これは逆を考えてみれば、理解できるでしょう。人間が主を忘れ、バアルを追い求め続ける時、すなわち繁栄の追求、欲望の充足にのみ心を向ける時、自然界は荒廃し、滅びに向い、人の世には争いと流血が絶えないのです。現実にそうなっていることが4章の冒頭において次のように語られております。「主の言葉を聞け、イスラエルの人々よ。主はこの国の住民を告発される。この国には、誠実さも慈しみも、神を知ることもないからだ。呪い、欺き、人殺し、盗み、姦淫がはびこり、流血に流血が続いている。それゆえ、この地は渇き、そこに住む者は皆、衰え果て、野の獣も空の鳥も海の魚までも一掃される」(4:1‐3)。
これは実に身につまされる言葉です。しかし、主は既に見てきたように、その限りない愛をもって、この現実を覆そうとされるのです。主は、そのことが成就する時を待ち望みつつ、御自分の民に関わられるのです。
こうして、主は立ち帰った民と契りを結ばれます。この「契り」というのは「婚約」に当たる言葉です。壊れた夫婦が回復するというのではありません。裏切った妻であるのに、まったく新たに、初めて結婚するかのように、主は契りを結ばれると言うのです。そして、この新たに与えられた関係は、五つの言葉によって表現されています。それは「正義」「公平」「慈しみ」「憐れみ」「まこと(真実)」です。夫と妻との関係が本物であるためには、この五つがなくてはなりません。それは、イスラエルの民には、まったく欠けていたものでした。それゆえ、正義も公平も慈しみ、憐れみ、真実も、すべてまず夫である神が示して下さったのです。そして、そのことを通して、これらは神の民に与えられるのです。これらが神の民において実現するのです。こうして、まことに主を知る民となるのです。
そして、さらに主は言われます。「その日が来れば、わたしはこたえると主は言われる。わたしは天にこたえ、天は地にこたえる。地は、穀物と新しい酒とオリーブ油にこたえ、それらはイズレエル(神が種を蒔く)にこたえる。わたしは彼女を地に蒔き、ロ・ルハマ(憐れまれぬ者)を憐れみ、ロ・アンミ(わが民でない者)に向かって、『あなたはアンミ(わが民)』と言う。彼は、『わが神よ』とこたえる」(23‐25節)。

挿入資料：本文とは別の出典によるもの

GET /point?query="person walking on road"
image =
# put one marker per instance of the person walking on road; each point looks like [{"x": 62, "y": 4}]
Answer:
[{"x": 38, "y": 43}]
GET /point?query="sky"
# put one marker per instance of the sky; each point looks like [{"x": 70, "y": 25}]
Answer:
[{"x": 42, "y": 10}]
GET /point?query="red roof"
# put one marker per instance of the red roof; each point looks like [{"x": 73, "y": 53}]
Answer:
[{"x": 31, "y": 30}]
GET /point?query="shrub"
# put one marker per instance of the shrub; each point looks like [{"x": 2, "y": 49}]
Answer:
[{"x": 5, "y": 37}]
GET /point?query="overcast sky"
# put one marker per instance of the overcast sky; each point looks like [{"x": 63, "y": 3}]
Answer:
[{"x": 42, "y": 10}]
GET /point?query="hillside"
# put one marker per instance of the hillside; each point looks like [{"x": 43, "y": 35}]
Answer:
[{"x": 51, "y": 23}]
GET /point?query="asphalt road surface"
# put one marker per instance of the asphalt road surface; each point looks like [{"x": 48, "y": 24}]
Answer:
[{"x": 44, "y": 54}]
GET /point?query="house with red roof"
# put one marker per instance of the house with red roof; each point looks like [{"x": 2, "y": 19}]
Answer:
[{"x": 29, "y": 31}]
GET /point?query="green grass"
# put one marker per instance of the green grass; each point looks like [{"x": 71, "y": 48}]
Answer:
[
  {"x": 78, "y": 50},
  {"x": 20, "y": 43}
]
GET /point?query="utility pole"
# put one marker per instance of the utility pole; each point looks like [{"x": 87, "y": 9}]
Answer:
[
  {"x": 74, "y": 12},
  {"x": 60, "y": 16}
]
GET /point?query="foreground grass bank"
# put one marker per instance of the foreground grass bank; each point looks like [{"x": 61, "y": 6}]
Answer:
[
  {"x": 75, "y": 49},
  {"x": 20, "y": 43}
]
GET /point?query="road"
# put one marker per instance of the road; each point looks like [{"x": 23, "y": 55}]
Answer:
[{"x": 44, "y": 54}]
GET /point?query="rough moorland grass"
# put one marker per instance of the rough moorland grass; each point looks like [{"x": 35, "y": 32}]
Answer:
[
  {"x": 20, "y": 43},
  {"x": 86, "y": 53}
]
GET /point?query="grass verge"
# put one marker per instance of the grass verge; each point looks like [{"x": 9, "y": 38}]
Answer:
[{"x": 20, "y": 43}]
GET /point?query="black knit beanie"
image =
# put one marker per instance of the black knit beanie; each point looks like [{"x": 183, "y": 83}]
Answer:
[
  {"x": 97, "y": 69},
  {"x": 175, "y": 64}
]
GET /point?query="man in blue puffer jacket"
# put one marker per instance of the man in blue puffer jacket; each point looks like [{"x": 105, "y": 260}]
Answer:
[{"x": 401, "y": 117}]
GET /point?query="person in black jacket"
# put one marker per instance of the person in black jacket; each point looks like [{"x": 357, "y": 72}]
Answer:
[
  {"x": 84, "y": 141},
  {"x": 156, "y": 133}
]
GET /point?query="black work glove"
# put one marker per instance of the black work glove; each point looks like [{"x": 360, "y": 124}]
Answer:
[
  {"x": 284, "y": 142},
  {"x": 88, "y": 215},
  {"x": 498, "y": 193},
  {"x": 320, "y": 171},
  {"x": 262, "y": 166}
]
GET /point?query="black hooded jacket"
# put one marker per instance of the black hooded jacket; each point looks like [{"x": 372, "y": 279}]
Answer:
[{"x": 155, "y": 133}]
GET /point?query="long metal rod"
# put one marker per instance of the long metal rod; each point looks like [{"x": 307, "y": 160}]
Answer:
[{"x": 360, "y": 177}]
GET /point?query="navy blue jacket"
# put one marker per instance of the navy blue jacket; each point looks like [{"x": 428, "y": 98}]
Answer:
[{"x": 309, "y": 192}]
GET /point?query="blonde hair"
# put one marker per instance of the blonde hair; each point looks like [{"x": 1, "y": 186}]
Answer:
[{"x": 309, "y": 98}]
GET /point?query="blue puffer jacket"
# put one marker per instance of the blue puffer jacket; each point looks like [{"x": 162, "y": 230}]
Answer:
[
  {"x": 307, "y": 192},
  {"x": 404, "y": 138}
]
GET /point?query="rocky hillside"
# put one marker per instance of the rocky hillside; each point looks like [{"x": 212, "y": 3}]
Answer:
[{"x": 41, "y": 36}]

ここで再び、ホセアの三人の子らの名前が挙げられます。イズレエルの名のごとく、再び神の民は約束の地に蒔かれ、豊かな実を結びます。本来であるならば、ロ・ルハマ(憐れまれぬ者)でしかない者が、神に憐れまれる者となります。本来ならばロ・アンミ(わが民でない者)であり、到底神の民ではあり得ない者が、「アンミ(わが民)」と呼ばれるようになります。既に見てきましたように、このことが起こるとするならば、それはただ一方的な神の愛と赦しの御業に他なりません。
新約聖書を読みますと、このように語られるホセア書の神こそ、イエス・キリストを世に遣わし、私たちを召してくださった方であることが分かります。ペトロは言います。「しかし、あなたがたは、選ばれた民、王の系統を引く祭司、聖なる国民、神のものとなった民です。それは、あなたがたを暗闇の中から驚くべき光の中へと招き入れてくださった方の力ある業を、あなたがたが広く伝えるためなのです。あなたがたは、『かつては神の民ではなかったが、今は神の民であり、憐れみを受けなかったが、今は憐れみを受けている』のです」(1ペトロ2:9‐10)。
今、私たちがこうして神の民として礼拝を捧げているのは、既にホセア書に見てきたように、ただ神の愛と赦しによるのです。そして、私たちはまことに主を知る民となる「その日」の完成へと向かって導かれているのです。